The adoption of 7A followed years of code development and mapping of hazardous areas, largely in response to devastating urban wildfires such as the Tunnel Fire, which claimed more than 3,000 structures and 25 lives in Oakland and Berkeley in 1991, and kicked off renewed efforts to harden Californian homes.
The Federal Emergency Management Agency’s report on the 1991 fire makes for familiar reading as the Palisades and Eaton fires still smolder. The wildland-urban interface, it says, was put at extreme risk by a combination of dry air, little rainfall, hot winds blowing east to west, built-up vegetation that was too close to homes, steep hills, and limited access to municipal water. The report also castigates the “unregulated use of wood shingles as roof and siding material.”
This was not the first time a destructive fire on the wildland-urban interface had been partially attributed to ignitable building materials. The 1961 Bel-Air fire, for instance, which claimed almost 200 homes, including that of Burt Lancaster, and the 1959 Laurel Canyon fire were both, FEMA said, evidence of “the wood roof and separation from natural fuels problems,” as were fires in 1970 and 1980 near where the Tunnel Fire eventually struck in 1970 and 1980.
But it was the sheer scale of the Tunnel Fire that prompted action by California lawmakers.
Throughout the 1990s, fire-resilient roofing requirements were ramped up, designating which materials were allowed in fire hazard areas and throughout the state. By all accounts, the building code works — but only when and where it’s in force. Dale told me that compliant homes were five times as likely to survive a wildfire. Research by economists Judson Boomhower and Patrick Baylis found that the code “reduced average structure loss risk during a wildfire by 16 percentage points, or about a 40% reduction.”
“The challenge from the perspective of wildfire vulnerability is that those codes are relatively recent, and the housing stock turns over really slowly, so we have this enormous stock of already built homes in dangerous places that are going to be out there for decades,” Boomhower told me.
The 7A building code applies only to new buildings, however.
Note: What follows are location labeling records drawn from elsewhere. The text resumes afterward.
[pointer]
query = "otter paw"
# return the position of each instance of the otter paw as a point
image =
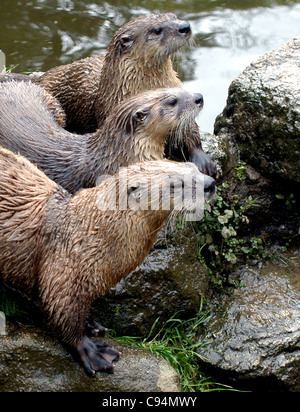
(96, 355)
(203, 162)
(94, 329)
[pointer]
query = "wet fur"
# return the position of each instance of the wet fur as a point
(136, 130)
(60, 250)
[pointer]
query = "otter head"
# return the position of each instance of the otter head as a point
(151, 38)
(161, 113)
(157, 189)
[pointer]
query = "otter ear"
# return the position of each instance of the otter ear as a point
(140, 115)
(126, 41)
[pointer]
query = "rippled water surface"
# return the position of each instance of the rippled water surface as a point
(228, 35)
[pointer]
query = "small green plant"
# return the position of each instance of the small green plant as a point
(220, 243)
(290, 200)
(177, 343)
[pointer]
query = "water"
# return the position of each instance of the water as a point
(228, 35)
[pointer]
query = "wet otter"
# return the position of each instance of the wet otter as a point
(137, 59)
(136, 130)
(59, 249)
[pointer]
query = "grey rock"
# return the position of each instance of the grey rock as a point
(30, 361)
(171, 279)
(262, 114)
(254, 335)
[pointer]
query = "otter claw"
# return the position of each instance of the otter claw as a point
(95, 329)
(96, 356)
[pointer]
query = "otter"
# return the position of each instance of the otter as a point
(136, 130)
(137, 59)
(59, 249)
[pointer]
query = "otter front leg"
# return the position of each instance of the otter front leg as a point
(96, 356)
(203, 162)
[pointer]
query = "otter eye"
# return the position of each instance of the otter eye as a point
(157, 30)
(173, 102)
(126, 40)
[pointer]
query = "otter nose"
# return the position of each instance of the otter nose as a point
(184, 27)
(209, 186)
(199, 99)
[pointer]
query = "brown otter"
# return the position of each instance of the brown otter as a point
(136, 130)
(137, 59)
(60, 250)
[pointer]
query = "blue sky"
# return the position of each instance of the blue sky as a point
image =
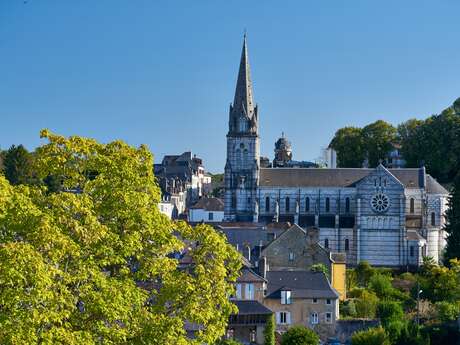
(163, 72)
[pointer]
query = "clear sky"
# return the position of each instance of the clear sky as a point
(163, 72)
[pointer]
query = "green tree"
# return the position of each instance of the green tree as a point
(98, 266)
(17, 162)
(299, 335)
(452, 226)
(372, 336)
(269, 331)
(379, 138)
(349, 144)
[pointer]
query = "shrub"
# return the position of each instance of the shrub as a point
(381, 285)
(372, 336)
(366, 305)
(299, 335)
(269, 332)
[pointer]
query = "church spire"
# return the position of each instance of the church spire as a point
(243, 104)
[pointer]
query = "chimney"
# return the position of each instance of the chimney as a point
(263, 266)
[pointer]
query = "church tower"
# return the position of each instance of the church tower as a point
(242, 165)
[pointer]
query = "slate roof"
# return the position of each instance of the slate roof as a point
(209, 204)
(302, 284)
(340, 177)
(249, 276)
(251, 307)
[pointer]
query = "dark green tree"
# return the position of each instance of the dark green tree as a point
(299, 335)
(379, 138)
(453, 223)
(269, 332)
(17, 164)
(349, 144)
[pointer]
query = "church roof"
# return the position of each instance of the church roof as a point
(340, 177)
(243, 102)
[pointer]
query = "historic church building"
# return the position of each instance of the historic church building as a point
(389, 217)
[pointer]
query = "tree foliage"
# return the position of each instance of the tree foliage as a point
(269, 331)
(299, 335)
(96, 263)
(452, 226)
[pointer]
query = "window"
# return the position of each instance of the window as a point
(314, 318)
(285, 297)
(238, 291)
(249, 292)
(283, 318)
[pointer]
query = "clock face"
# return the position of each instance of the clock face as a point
(380, 203)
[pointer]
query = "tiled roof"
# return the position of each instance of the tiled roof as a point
(209, 204)
(302, 284)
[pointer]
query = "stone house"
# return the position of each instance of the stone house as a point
(301, 298)
(299, 249)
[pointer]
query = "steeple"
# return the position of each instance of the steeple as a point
(243, 104)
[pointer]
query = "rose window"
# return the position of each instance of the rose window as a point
(380, 202)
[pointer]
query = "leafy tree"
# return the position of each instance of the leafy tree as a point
(17, 163)
(269, 331)
(349, 144)
(98, 266)
(299, 335)
(372, 336)
(379, 138)
(366, 305)
(452, 227)
(228, 342)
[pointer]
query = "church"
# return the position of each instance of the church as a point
(388, 217)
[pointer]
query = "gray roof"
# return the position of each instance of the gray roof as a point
(251, 307)
(302, 284)
(341, 177)
(209, 204)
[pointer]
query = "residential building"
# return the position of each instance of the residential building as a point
(365, 213)
(208, 210)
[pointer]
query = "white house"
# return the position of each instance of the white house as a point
(207, 210)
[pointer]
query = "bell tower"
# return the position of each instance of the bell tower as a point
(242, 165)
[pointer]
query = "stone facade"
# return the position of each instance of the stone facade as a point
(365, 213)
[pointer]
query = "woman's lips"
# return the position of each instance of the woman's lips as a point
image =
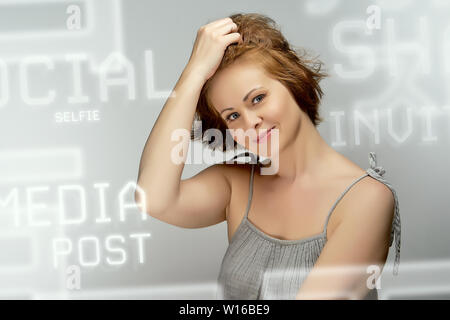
(264, 136)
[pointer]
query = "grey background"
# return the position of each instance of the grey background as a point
(184, 263)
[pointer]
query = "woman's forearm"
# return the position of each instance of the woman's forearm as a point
(159, 176)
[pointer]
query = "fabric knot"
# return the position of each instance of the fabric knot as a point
(373, 164)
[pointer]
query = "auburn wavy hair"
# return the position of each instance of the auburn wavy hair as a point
(263, 43)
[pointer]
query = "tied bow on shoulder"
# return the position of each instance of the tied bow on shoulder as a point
(373, 164)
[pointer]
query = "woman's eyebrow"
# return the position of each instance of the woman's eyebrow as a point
(245, 98)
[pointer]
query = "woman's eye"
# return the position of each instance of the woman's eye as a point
(229, 117)
(260, 95)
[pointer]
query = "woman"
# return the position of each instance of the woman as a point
(243, 75)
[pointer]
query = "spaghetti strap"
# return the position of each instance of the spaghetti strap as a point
(250, 192)
(338, 199)
(377, 173)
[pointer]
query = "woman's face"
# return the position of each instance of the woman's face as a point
(248, 99)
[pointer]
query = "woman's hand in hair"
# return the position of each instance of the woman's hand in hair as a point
(210, 44)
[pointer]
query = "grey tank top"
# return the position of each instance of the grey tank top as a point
(259, 266)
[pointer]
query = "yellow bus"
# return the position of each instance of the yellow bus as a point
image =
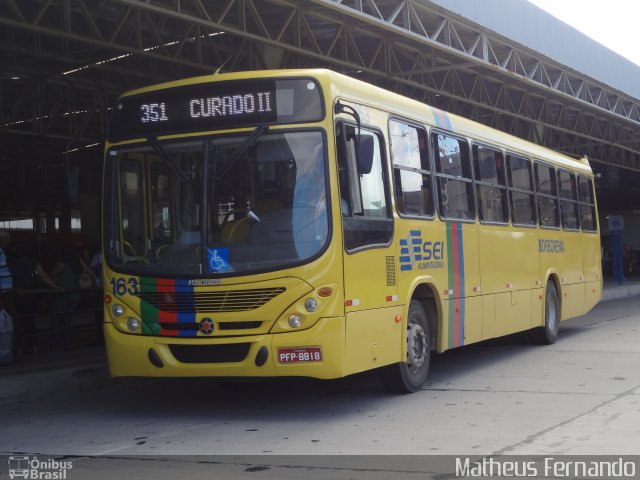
(305, 223)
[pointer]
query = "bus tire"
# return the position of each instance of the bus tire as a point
(548, 334)
(409, 376)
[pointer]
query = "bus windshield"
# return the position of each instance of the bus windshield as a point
(223, 205)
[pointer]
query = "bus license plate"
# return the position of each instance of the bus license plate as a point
(299, 354)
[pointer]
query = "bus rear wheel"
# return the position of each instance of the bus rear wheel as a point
(548, 334)
(409, 376)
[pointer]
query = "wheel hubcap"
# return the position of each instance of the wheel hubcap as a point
(417, 348)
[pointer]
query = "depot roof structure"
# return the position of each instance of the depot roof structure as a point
(64, 62)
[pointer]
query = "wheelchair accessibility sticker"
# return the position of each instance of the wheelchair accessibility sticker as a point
(218, 260)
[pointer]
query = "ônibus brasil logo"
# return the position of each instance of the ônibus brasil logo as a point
(24, 466)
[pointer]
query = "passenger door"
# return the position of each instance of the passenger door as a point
(373, 336)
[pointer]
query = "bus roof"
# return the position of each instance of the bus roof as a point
(357, 91)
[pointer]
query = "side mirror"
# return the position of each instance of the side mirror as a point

In long-settled areas of California like Pacific Palisades, which has little new housing construction or even existing home turnover due to high costs and permitting complications, especially in areas under the jurisdiction of the California Coastal Commission, many houses are not just failing to comply with Chapter 7A, but also with any housing code at all.
Looking at which homes had survived past fires, Steve Quarles, who helped advise the California State Fire Marshal on developing 7A, told me, “What really mattered was if it was built under any building code.” Many homes destroyed by the fires in Los Angeles likely were not. In Pacific Palisades, fire management is a frequent topic of concern and discussion. But as late as 2018, local media in Pacific Palisades noted that the area still had some homes with wood shingle roofs.
While a complete inventory of homes lost in the Palisades and Eaton fires has yet to be taken, the neighborhoods were full of older homes. According to CalFire incident reports, of the almost 47,000 structures in the zone of the Palisades Fire, more than 8,000 were built before 1939, and 44,560 were built before 2009. For the Eaton Fire area, of the around 41,000 structures, almost 14,000 were built before 1939, and only around 1,000 were built since 2010.
A Pacific Palisades home designed by architect Greg Chasen and built in 2024, however, survived the fire and went viral on X after he posted a photo of it still standing after the flames had moved through. The home embodied some of the best practices for fire-safe building, according to Bloomberg, including keeping vegetation away from the building, a metal roof, tempered glass, and fire-resistant siding.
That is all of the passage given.